We’ve all heard plenty of stories about the overly lavish and sometimes crazy ideas that somehow found angel funding. Many of them will serve as conversation fodder for years to come. But the e-commerce innovations of the last decade have provided an exciting platform upon which the next ten years will only improve upon.

The early rounds of e-commerce players were awash with dreams of IPO riches.

Many retail brands would structure their online teams as separate companies, leading to e-commerce solutions often with inconsistent and fractured branding. At this time venture capitalists and angel investors threw heaps of cash into the arena to see which ideas might be the next blockbuster. And plenty did. And many absolutely did not.

One of the early challenges that some still struggle to overcome is how to leverage the e-commerce channel. Many brands kept their online teams in the corner — and simply being online and transacting with customers was considered an accomplishment. This is no longer the case. The last decade has morphed into a world of broadband ubiquity and devices now facilitate constant engagement, maybe disruptively so.

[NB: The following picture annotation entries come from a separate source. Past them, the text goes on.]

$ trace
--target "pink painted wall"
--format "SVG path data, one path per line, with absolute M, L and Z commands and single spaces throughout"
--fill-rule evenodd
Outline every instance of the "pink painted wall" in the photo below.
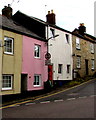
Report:
M 34 45 L 41 46 L 40 59 L 34 57 Z M 23 36 L 23 59 L 22 59 L 22 74 L 28 74 L 27 90 L 40 90 L 44 88 L 44 82 L 48 78 L 48 68 L 45 66 L 45 54 L 47 46 L 45 42 Z M 34 74 L 41 74 L 41 86 L 34 87 Z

Gold rush or boom: The future of e-commerce across sectors

E-commerce leaders today have put the dotcom boom and bust in their rearview mirror and press on to meet the demands of the marketplace without fear of failure. The “Gold Rush” era of the late 90s and early 2000’s may have stumbled with a reality check in the early days. While skeptics and sideliners who missed out on the enthusiasm of those early days might have enjoyed the “we told you so” moment, others kept at it and moved on. Mantras like “fail fast” are embraced today as lessons on how to cost-effectively learn, innovate and evolve.

The smart brands (retail and B2B alike) are adopting cohesive and consistent engagement across all channels. Internet usage patterns have shifted massively in due to smart phones and tablet devices. Evening hours of social media perusal and Netflix movies have replaced the workplace broadband usage during the lunch hour or start of the day. Brand engagement is now about reaching the customer with a consistent message across all channels and devices — The consumers shopping online late at night are also those who chose to visit brick and mortar showrooms on the weekends. Consistency is paramount.

As consumers, we engage with a brand in it’s entirety, regardless of channel. We don’t consider ourselves e-commerce, tablet or smartphone customers only. We don’t think of the experience as being tethered to a particular channel, and smart brands no longer view or treat their customers in this way.

The evolution has gone from e-commerce, to multi-channel, to omni-channel keeping authors of buzzwords quite busy. What is key here is how we’re getting back to the basics: the customer. A single person. A single message.

Where we have seen silos of customer data in the past, or fiefdoms of ownership within an organization, we’re now seeing transparence and sharing leading to a cohesive view of the customer. Marketing, IT and customer service teams are now on the same page, and capturing and sharing customer insights across teams is beginning to reveal the full view of a customer.

These shifts are leading to a much stronger chance at effective brand engagement. “Big Data” may soon be possible for more and more brands to incorporate. Personalization and recommendations will no longer require a raft of statisticians and data miners. Cloud based, SaaS solutions will continue to raise their game, further reducing the barriers to entry for many solutions that will facilitate “business” and remove some of the technical hurdles that are not so easy to overcome.

Companies will continue to find what the new landscape mandates. Old models tied to brick and mortar will have to shift. No longer will a store be “just a store,” but instead a full distribution and engagement point. Here too, stores will have to become nimble as pop-up models bring brand engagement to where the customer wants to be. And, fundamental to all of this is placing the customer experience at the top of the values list. The next decade is a blank canvas. Regardless of device or technology we end up with in years to come, bring a consistent brand experience to the customer.